De hecho, lo lógico sería que si notamos que la otra persona está más capacitada para la tarea que nos han asignado, confiemos más en ella y le demos mayor peso a su opinión. Sin embargo, eso no fue lo que ocurrió.
Los psicólogos descubrieron que el miembro menos capaz de la pareja desestimaba a menudo la opinión del otro. No obstante, lo más sorprendente fue que la persona más capaz también sobreestimaba la opinión del otro, devaluando la suya. En práctica, para mantener el equilibrio, cada quien actuaba como su pareja. Por tanto, ninguno de los participantes pareció notar que una de las personas era más capaz que la otra.
Los investigadores no se dieron por vencidos e incluyeron algunas variaciones en el experimento. En uno de ellas, leían la puntuación de respuestas correctas y erróneas de cada uno de los participantes, para intentar inclinar la balanza. En otro caso, complejizaron aún más la tarea para acentuar las diferencias entre las puntuaciones y, finalmente, les ofrecieron dinero por las respuestas correctas, pensando que quizá un incentivo económico los animaría a comportarse de manera diferente y priorizar la eficacia y decidir de manera racional.
Sin embargo, en todos los casos se apreció lo que estos psicólogos denominaron “sesgo de igualdad”. En práctica, si te sientes inferior, tendrás la tendencia a desvalorizar las opiniones ajenas y si te sientes superior, devaluarás las tuyas para ponerte al nivel del otro. Y mientras tanto, lo peor de todo es que fingimos que nada de eso ocurre.
¿Por qué fingimos que todas las opiniones tienen la misma validez?

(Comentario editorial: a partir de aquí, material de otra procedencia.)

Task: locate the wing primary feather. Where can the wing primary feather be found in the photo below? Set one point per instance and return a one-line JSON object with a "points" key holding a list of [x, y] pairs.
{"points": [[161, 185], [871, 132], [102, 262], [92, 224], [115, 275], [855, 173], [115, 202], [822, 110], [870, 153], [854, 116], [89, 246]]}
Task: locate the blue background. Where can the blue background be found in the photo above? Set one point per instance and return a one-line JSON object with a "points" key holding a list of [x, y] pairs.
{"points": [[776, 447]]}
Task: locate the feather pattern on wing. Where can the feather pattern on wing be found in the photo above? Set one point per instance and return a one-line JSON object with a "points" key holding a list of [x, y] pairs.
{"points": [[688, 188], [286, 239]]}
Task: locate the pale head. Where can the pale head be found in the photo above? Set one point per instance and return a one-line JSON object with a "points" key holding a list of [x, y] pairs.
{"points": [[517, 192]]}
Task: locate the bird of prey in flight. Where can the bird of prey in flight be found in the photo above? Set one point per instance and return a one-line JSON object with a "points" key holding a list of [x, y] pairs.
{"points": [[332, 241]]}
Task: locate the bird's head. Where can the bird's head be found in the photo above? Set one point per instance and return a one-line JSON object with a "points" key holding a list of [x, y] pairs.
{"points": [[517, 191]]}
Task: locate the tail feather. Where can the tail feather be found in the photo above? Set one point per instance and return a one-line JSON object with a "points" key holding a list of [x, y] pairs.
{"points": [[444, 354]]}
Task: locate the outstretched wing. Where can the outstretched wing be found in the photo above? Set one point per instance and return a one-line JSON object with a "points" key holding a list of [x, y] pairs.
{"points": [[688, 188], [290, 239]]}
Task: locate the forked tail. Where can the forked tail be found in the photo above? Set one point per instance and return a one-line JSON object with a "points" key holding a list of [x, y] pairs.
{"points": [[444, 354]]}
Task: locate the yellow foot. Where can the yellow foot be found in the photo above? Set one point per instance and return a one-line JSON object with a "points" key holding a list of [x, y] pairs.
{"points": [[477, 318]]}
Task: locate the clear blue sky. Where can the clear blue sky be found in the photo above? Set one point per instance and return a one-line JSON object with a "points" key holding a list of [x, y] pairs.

El poder que ejerce el grupo sobre cada uno de sus integrantes es inmenso, aunque no siempre nos guste reconocerlo. Todos queremos formar parte del grupo porque así nos sentimos protegidos y sabemos que pertenecemos a algo mayor que nosotros mismos.
Por eso, la persona menos capaz siente la necesidad de autoafirmarse demostrando que puede aportar algo al grupo, mientras que la persona más capaz comprende que no debe herir los sentimientos de sus compañeros si desea que la colaboración prosiga.
En muchos casos, se trata de actitudes que asumimos de manera automática, ni siquiera lo pensamos sino que reaccionamos dejándonos llevar por nuestro instinto. Sin embargo, existe un límite. El sesgo de igualdad no es tan positivo como parece.
De hecho, fingir que todas las opiniones son igual de válidas puede llegar a ser contraproducente, sobre todo cuando estamos en grupos de trabajo o cuando es preciso que las personas aprendan. Dejarnos llevar por las opiniones de quienes están menos informados o incluso son víctimas de la ignorancia motivada puede llevarnos, paso a paso, al abismo.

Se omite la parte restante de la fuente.